We computed the weights as the inverse frequency of each class:
| Class | Frequency (train) | Weight (inverse freq) |
|---|---|---|
| 0 (majority) | n₀ | 0.2494 |
| 1 (minority) | n₁ | 0.7506 |
These weights were then converted to a PyTorch tensor and passed to the CrossEntropyLoss criterion.
import torch
import torch.nn as nn
# Example class weights
class_weights = torch.tensor([0.2494, 0.7506], dtype=torch.float)
# Move to GPU if available
if torch.cuda.is_available():
class_weights = class_weights.cuda()
# Define the loss criterion
criterion = nn.CrossEntropyLoss(weight=class_weights)
# In your training loop:
# outputs = model(inputs)
# loss = criterion(outputs, targets)
# loss.backward()
# optimizer.step()We used a pretrained ResNet-50 model from torchvision.models as a base. All convolutional layers were frozen to leverage pretrained features. The final fully connected layers were replaced with a custom classifier head designed to introduce non-linearity while progressively reducing feature dimensionality to a binary output.
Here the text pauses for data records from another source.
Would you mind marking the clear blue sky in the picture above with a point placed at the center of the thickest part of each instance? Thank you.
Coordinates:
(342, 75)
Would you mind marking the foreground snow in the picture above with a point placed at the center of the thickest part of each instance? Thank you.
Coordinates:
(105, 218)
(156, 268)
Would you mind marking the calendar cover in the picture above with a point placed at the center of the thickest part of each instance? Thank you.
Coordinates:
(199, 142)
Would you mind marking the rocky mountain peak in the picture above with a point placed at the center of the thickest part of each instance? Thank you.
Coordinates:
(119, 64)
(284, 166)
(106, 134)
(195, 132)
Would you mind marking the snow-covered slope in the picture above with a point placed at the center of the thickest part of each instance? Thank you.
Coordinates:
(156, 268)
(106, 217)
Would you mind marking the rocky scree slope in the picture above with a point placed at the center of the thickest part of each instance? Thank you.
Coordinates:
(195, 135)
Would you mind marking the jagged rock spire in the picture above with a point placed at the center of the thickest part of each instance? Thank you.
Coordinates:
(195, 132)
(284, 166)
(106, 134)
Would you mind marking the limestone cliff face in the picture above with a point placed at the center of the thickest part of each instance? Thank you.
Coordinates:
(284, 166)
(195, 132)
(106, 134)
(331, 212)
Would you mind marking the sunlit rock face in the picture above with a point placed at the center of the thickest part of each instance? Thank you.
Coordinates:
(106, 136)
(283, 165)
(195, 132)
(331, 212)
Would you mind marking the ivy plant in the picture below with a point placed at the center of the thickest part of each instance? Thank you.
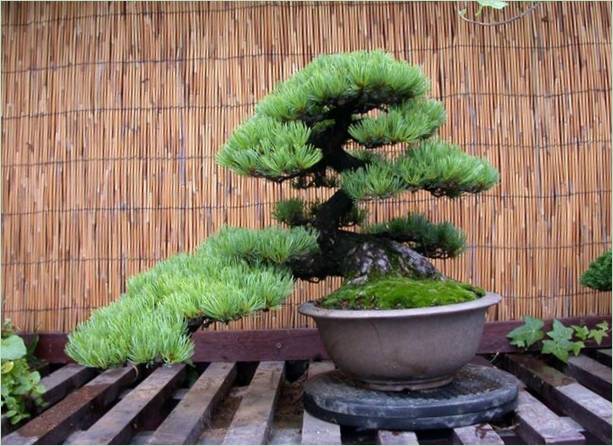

Figure: Architecture of the ResNet-50 residual neural network.
- Epochs: 500
- Learning rate: 0.0005

Figure: Training loss of ResNet-50.
| Pred: 0 | Pred: 1 | |
|---|---|---|
| True: 0 | 1 924 | 41 |
| True: 1 | 46 | 614 |
| Metric | Value |
|---|---|
| AUC score | 95.7 % |
| Accuracy | 96.7 % |
| F1 score | 93.4 % |
| Precision | 93.0 % |
| Recall | 93.7 % |
Although ResNet-50 performs well (96.7 % accuracy, 93.4 % F1), these results must be considered alongside class imbalance. F1, precision, and recall provide more meaningful insights than accuracy alone. The model performs reliably, but with some misclassifications.
Observation:
The model required significant training time and epochs to stabilize, as shown in its loss curve. This slow convergence and moderate misclassification rate suggest that ResNet-50 is not ideally suited for low-resolution image tasks under resource constraints.
To cope with the problems that ResNet-50 might have, we employed EfficientNet-B0, a lightweight CNN with approximately 5.3 M parameters and 0.39 B FLOPs. In comparison:
- ResNet-50: 25.6 M parameters, 4.1 B FLOPs
- EfficientNet-B0: ~5× fewer parameters, ~10× fewer FLOPs
| Model | Parameters | FLOPs |
|---|---|---|
| ResNet-50 | 25.6 M | 4.1 B |
| EfficientNet-B0 | 5.3 M | 0.39 B |
- Epochs: 500
- Learning rate: 0.0005

Figure: Training loss of EfficientNet-B0.
| Pred: 0 | Pred: 1 | |
|---|---|---|
| True: 0 | 1 961 | 0 |
| True: 1 | 9 | 655 |
| Metric | Value |
|---|---|
| AUC score | 99.8 % |
| Accuracy | 99.6 % |
| F1 score | 99.3 % |
| Precision | 98.6 % |
| Recall | 100 % |
Comparison:
EfficientNet-B0 outperforms ResNet-50 in predictive capability and training dynamics. It achieves 99.6 % accuracy, 99.8 % AUC, and converges more smoothly and rapidly, with near-zero loss through most of training.
The superior performance of EfficientNet-B0 over ResNet-50 in this classification task can be largely attributed to its refined architectural design:
- Compound scaling balances depth, width, and resolution.
- Depthwise separable convolutions and squeeze-and-excitation blocks enhance feature extraction.
- Achieves better representation with fewer parameters, leading to improved generalization and faster convergence.
In summary, EfficientNet-B0’s design allows for deeper semantic understanding and more effective use of spatial hierarchies, making it the superior choice for low-resolution image classification tasks where both accuracy and computational efficiency are essential.